Text Mining with Python Part 2: Improving Your Tokens
Better tokens == better text analytics.
Are you new to the tutorial series? Check out Part 1 here.
In the last tutorial, you learned the first step in text mining - tokenization.
Given that tokens are the foundation for text mining, crafting the best tokens possible is the topic of this week’s newsletter.
As always, it’s highly recommended that you follow along by writing and running the code that you see in this tutorial.
FYI - While I’m using Python in Excel for this tutorial series, the code is 99% the same whether you’re using Microsoft Excel or a technology like Jupyter Notebook.
Case Folding
In text mining, vocabulary is a critical concept. Vocabulary is the set of unique tokens across an entire collection of documents. Just so you know, a document can be any piece of free-form text: a book, a social media post, a Microsoft Word file, etc.

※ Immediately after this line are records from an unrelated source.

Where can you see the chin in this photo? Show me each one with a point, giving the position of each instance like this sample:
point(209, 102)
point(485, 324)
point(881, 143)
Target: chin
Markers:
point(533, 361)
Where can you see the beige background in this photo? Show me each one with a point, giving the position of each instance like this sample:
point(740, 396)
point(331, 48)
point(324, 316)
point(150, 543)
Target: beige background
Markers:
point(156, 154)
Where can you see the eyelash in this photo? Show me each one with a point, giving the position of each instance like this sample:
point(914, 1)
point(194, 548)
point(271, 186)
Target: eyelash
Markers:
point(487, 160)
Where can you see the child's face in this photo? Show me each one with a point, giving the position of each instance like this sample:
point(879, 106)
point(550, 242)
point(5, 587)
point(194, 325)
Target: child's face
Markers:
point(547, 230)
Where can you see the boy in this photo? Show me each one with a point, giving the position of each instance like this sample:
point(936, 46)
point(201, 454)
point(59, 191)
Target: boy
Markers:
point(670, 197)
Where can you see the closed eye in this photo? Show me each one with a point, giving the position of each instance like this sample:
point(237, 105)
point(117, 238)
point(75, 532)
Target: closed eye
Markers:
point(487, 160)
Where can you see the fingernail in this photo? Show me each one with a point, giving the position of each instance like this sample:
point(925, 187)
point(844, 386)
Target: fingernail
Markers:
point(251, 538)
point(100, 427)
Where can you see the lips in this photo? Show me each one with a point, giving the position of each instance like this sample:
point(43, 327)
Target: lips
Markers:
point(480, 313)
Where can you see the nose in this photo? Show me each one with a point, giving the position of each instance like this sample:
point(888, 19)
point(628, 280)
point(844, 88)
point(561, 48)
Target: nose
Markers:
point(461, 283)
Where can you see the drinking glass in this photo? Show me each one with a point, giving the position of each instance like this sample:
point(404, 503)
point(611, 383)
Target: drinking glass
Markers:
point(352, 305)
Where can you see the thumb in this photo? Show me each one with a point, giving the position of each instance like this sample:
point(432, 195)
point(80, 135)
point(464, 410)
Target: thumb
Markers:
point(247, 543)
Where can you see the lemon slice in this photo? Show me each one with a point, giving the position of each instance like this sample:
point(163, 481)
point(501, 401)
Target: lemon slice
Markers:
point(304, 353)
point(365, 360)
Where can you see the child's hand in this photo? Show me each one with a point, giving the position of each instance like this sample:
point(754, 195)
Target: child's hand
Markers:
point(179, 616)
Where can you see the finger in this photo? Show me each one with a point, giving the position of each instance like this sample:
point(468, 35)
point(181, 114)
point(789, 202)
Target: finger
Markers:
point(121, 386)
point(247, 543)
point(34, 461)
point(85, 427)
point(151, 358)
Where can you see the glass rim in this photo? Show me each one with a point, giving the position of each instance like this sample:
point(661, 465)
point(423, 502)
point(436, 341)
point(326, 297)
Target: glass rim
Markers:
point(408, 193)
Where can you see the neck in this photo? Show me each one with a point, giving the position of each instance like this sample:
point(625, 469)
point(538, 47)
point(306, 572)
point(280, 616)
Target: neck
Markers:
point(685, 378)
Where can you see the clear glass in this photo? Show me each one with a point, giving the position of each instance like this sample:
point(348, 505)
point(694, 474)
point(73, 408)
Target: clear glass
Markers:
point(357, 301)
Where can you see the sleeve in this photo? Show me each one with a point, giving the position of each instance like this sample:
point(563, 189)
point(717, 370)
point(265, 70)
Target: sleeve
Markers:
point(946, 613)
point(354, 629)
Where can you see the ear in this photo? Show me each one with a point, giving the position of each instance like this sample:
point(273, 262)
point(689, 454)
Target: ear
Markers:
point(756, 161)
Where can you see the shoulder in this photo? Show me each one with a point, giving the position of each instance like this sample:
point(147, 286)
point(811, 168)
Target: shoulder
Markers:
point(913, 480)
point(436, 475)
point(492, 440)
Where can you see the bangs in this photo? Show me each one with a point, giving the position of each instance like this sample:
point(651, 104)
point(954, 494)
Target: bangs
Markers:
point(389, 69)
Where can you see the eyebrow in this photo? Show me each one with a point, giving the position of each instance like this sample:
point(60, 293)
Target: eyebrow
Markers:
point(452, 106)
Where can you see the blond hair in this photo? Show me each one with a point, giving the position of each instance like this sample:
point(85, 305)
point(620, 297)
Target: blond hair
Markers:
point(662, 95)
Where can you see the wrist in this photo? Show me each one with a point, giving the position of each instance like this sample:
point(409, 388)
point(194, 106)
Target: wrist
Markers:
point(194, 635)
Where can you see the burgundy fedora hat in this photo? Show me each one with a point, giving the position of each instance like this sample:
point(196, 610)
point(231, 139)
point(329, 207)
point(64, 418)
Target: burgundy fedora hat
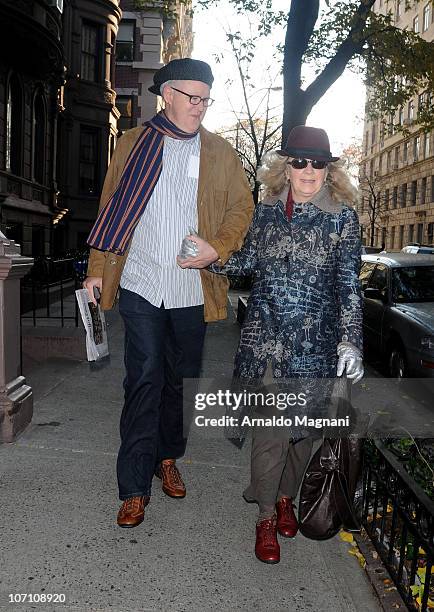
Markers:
point(308, 142)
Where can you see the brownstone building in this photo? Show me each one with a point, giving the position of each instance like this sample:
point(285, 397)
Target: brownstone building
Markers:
point(88, 116)
point(399, 169)
point(146, 41)
point(59, 114)
point(31, 71)
point(57, 118)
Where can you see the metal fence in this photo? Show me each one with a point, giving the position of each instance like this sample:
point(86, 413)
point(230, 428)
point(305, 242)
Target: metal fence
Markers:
point(399, 519)
point(48, 291)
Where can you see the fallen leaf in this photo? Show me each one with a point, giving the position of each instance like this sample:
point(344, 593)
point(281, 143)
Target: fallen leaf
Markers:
point(346, 537)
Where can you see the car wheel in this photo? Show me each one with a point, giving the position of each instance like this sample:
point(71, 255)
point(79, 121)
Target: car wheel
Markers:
point(397, 362)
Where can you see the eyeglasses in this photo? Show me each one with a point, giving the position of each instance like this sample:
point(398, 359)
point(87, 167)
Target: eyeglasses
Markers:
point(300, 163)
point(196, 100)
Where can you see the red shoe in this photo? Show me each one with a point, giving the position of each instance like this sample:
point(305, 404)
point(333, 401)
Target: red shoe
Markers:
point(287, 524)
point(267, 547)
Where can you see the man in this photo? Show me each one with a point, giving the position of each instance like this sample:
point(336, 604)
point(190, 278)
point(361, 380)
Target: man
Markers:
point(164, 178)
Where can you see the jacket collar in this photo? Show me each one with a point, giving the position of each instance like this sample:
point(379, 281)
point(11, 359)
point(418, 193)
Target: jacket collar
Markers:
point(321, 200)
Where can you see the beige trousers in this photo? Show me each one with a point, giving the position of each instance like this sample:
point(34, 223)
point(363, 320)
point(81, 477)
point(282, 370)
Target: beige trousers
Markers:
point(277, 465)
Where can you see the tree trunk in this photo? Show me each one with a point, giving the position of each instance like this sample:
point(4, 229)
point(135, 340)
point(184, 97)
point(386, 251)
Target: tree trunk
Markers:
point(372, 229)
point(301, 22)
point(255, 192)
point(302, 17)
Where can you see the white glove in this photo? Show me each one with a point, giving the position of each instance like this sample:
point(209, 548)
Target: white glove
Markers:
point(350, 361)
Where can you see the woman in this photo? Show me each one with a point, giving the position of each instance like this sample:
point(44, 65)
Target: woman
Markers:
point(304, 314)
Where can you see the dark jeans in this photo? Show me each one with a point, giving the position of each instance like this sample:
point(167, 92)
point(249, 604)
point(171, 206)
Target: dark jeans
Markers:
point(162, 346)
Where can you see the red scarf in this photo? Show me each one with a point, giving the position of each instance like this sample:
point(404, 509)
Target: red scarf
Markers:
point(289, 205)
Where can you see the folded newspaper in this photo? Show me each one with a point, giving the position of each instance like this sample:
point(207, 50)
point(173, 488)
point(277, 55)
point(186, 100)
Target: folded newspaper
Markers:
point(94, 323)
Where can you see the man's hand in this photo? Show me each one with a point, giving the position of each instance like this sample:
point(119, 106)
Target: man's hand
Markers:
point(206, 255)
point(89, 283)
point(350, 361)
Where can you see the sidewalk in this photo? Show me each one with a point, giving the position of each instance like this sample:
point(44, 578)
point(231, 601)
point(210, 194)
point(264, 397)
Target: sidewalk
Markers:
point(59, 504)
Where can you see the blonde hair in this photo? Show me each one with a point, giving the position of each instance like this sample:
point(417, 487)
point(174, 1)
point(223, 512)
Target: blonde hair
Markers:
point(272, 176)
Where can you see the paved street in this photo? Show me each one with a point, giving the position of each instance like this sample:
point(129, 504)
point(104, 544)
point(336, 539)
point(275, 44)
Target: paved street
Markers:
point(59, 505)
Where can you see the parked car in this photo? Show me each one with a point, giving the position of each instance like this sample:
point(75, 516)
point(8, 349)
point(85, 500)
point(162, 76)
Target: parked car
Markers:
point(398, 322)
point(367, 250)
point(422, 249)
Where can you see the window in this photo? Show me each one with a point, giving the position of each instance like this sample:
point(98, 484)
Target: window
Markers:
point(38, 240)
point(416, 148)
point(125, 106)
point(379, 279)
point(422, 194)
point(401, 115)
point(401, 236)
point(410, 233)
point(403, 195)
point(395, 197)
point(426, 147)
point(399, 6)
point(89, 52)
point(426, 18)
point(420, 102)
point(14, 122)
point(14, 231)
point(411, 110)
point(365, 273)
point(413, 193)
point(88, 167)
point(38, 139)
point(392, 237)
point(391, 126)
point(125, 41)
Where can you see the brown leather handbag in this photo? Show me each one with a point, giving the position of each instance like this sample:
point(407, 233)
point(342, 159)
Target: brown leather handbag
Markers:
point(329, 483)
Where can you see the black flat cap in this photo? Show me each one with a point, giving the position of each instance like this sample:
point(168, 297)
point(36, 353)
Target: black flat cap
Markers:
point(185, 69)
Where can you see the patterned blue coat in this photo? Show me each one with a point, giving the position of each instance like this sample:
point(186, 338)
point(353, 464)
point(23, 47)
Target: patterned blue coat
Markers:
point(305, 297)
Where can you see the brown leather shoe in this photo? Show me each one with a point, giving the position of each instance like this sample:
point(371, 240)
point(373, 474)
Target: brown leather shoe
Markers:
point(267, 547)
point(287, 524)
point(172, 483)
point(132, 511)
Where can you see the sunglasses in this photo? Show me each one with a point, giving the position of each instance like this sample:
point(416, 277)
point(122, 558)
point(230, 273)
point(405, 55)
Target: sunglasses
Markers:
point(299, 164)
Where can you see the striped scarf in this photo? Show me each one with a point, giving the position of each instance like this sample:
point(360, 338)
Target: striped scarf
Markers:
point(116, 222)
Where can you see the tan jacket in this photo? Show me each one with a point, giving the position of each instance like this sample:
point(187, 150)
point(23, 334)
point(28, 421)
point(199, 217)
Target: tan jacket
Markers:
point(225, 208)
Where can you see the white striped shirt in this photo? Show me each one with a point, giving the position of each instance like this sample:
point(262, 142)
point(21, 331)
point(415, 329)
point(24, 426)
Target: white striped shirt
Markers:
point(151, 269)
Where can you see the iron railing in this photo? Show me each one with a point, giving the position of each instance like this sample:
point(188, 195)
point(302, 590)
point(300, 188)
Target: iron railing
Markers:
point(399, 519)
point(47, 292)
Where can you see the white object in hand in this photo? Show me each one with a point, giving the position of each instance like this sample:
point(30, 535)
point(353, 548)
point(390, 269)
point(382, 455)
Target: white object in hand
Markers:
point(188, 247)
point(350, 361)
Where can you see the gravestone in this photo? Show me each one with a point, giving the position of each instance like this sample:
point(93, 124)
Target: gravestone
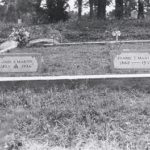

Let’s say you have a collection of customer service chats collected from your website. You can think of each chat as a document. In this case, the vocabulary would be the set of unique tokens across all customer service chats.
Just so you know, a collection of documents is typically called a corpus in text mining. Also, the plural of corpus is corpora. Now you can drop the lingo. 🤣
NOTE - For brevity, I won’t repeat working with Python in Excel as covered in Part 1.
To really cement this idea, consider the following:
And the code for your workbook:
from nltk.tokenize import word_tokenize
# A corpus with one document
corpus_1 = 'The quick brown fox jumped over the lazy dog.'
# Use the mighty NLTK to tokenize "words"
print(word_tokenize(corpus_1))If you’re new to Python, my Python in Excel Accelerator online course will teach you the fundamentals you need for analytics in a weekend.
Here’s the thing. By default, text mining in Python treats tokens as case-sensitive. In the example above, the tokens The and the are considered distinct and will both be added to the vocabulary.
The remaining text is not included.